How long does it take to get Covid-19 antigen test results?
The COVID-19 Antigen Rapid Test is a qualitative lateral flow immunoassay for identifying SARS-CoV-2 antigens in human nasopharyngeal swab specimens. A COVID-19 Antigen Rapid Test enables the detection of SARS-CoV-2 virus antigens in human bodies and preventive isolation measures to prevent the virus from spreading. These tests are efficient for determining if a person is at or near the peak of infection. Thus, the question is how to interpret the outcome of the quick antigen test.
Antigen testing detects coronavirus-specific proteins called antigens. Antigen testing is frequently performed on nasopharyngeal secretions, and positive results suggest an active infection. Rapid antigen testing provides results in less than 15 minutes. While an RT-PCR test may take longer to complete, an antigen test has a greater probability of missing an infection.
What to expect during coronavirus testing
The specific testing processes differ according to the type of examination administered. To perform antibody testing, a health care provider draws blood from a vein in your arm or pricks your finger. After that, the sample is examined in a laboratory to determine the presence of antibodies directed against the new coronavirus.
Many people are more familiar with swab tests. Both RT-PCR and antigen testing need to collect a sample using a swab. Specific tests may require a nasopharyngeal swab, which entails inserting a six-inch-long swab into a nostril to reach the rear of the nose canal. The swab is twirled for approximately 15 seconds before being sent through the other nostril. After that, the swab is sent to a laboratory for testing.
Other testing locations may collect nasal swabs, throat, and mucus samples. Swabs are placed two to three millimeters into each nostril with nasal swabs, whereas throat swabs gather pieces at the back of the throat. The test administrator may also ask you to cough into a container if you cough up mucus.
Nasopharyngeal swabs can be frightening. The average person does not insert something that deeply into their nose, and while the technique is generally painless, it can be very unpleasant for others. However, studies indicate that samples collected more profound in the nasopharynx contain a higher viral content, which results in a more accurate and reliable COVID test and diagnosis.

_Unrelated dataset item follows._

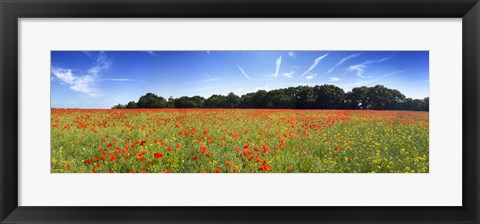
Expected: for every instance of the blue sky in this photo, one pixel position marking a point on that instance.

Nasal and throat swabs, on the other hand, have a place. If it results in increased patient comfort and convenience, more testing sites may use nasal and throat swabs. If you have nasal polyps, persistent nose bleeds, or other nasal issues, discuss using a nasal swab rather than a nasopharyngeal swab with your provider.
Obtaining test result
COVID-19 antibody test results may be available the same day at some testing locations. Other establishments may be required to outsource testing. Antibody results are often received within one to two days.
Antigen tests were developed to obtain results quickly and detect the novel coronavirus. Antigen test results are typically available within 15 minutes. The test requires no specific laboratory equipment and may be performed in a doctor’s office or clinical setting.
Consider that increased testing across the country may place a higher strain on labs, resulting in longer-than-usual wait times for lab results.
After receiving your test results, what do you do next?
A positive RT-PCR or antigen test indicates that you are now infected with coronavirus and should take the required precautions to care for yourself, isolate yourself, and contact anybody you may have recently been in touch with. False positives (results indicating that you have the virus when you do not) are uncommon but not unheard of. Positive results should be taken seriously, and you should contact your healthcare professional immediately.
While negative findings from one of these tests can be encouraging, keep in mind that false negatives can occur depending on the period between suspected viral exposure and the test time. For instance, if you were tested quickly after exposure, you may not have enough viruses in your system to provide a positive result.
Antibody test results do not show whether or not you are currently infected. Additionally, even if an antibody test is positive, there is little proof that the antibodies discovered by these tests may effectively prevent subsequent infections. Therefore, until more is learned about the virus and a viable vaccine is developed, do not consider yourself immune to the virus based on the results of an antibody test. That involves taking all essential precautions, such as wearing a mask and maintaining appropriate social distance, to safeguard yourself and the people around you.